Dados agregados pela IIFA (Associação Internacional de Fundos de Investimento), que compila informações de 44 jurisdições, incluindo o Brasil representado pela Anbima (Associação Brasileira das Entidades dos Mercados Financeiro e de Capitais), revelam que o número de fundos regulados no país saltou de 14,4 mil em 2014 para 32,3 mil ao final do primeiro trimestre deste ano. Esse volume é quase o dobro do segundo colocado, a Coreia do Sul, que registrou 17,3 mil fundos no mesmo período.
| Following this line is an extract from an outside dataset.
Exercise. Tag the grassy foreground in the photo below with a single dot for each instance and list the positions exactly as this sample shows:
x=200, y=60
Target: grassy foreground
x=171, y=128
Os tipos de fundos que impulsionam o crescimento e as preocupações
Três categorias de fundos respondem por uma parcela significativa desse boom brasileiro, totalizando 47,2% do total, de acordo com a Anbima. São eles:
- Multimercados: Caracterizam-se pela flexibilidade, permitindo investimentos em uma ampla gama de ativos como renda fixa, ações, crédito, derivativos e cotas de outros fundos. Essa liberdade de alocação pode ser utilizada para diversas estratégias, incluindo a alavancagem.
- FIPs (Fundos de Investimento em Participações): Estes fundos adquirem participações em empresas, sejam elas listadas ou não em bolsa. Em cenários mais preocupantes, um FIP pode deter participação em empresas de fachada, dificultando a identificação do investidor final, especialmente quando utilizados em cadeias complexas.
- Fidcs (Fundos de Investimento em Direitos Creditórios): São os que mais chamam atenção em termos de crescimento e potencial de opacidade. Os Fidcs compram títulos de dívida com pagamento futuro, como duplicatas, faturas de cartão de crédito, cheques, carnês e contratos de aluguel. A mistura de papéis de inúmeros credores dificulta a análise da qualidade de cada título, a identificação dos devedores e o histórico do crédito para investidores externos.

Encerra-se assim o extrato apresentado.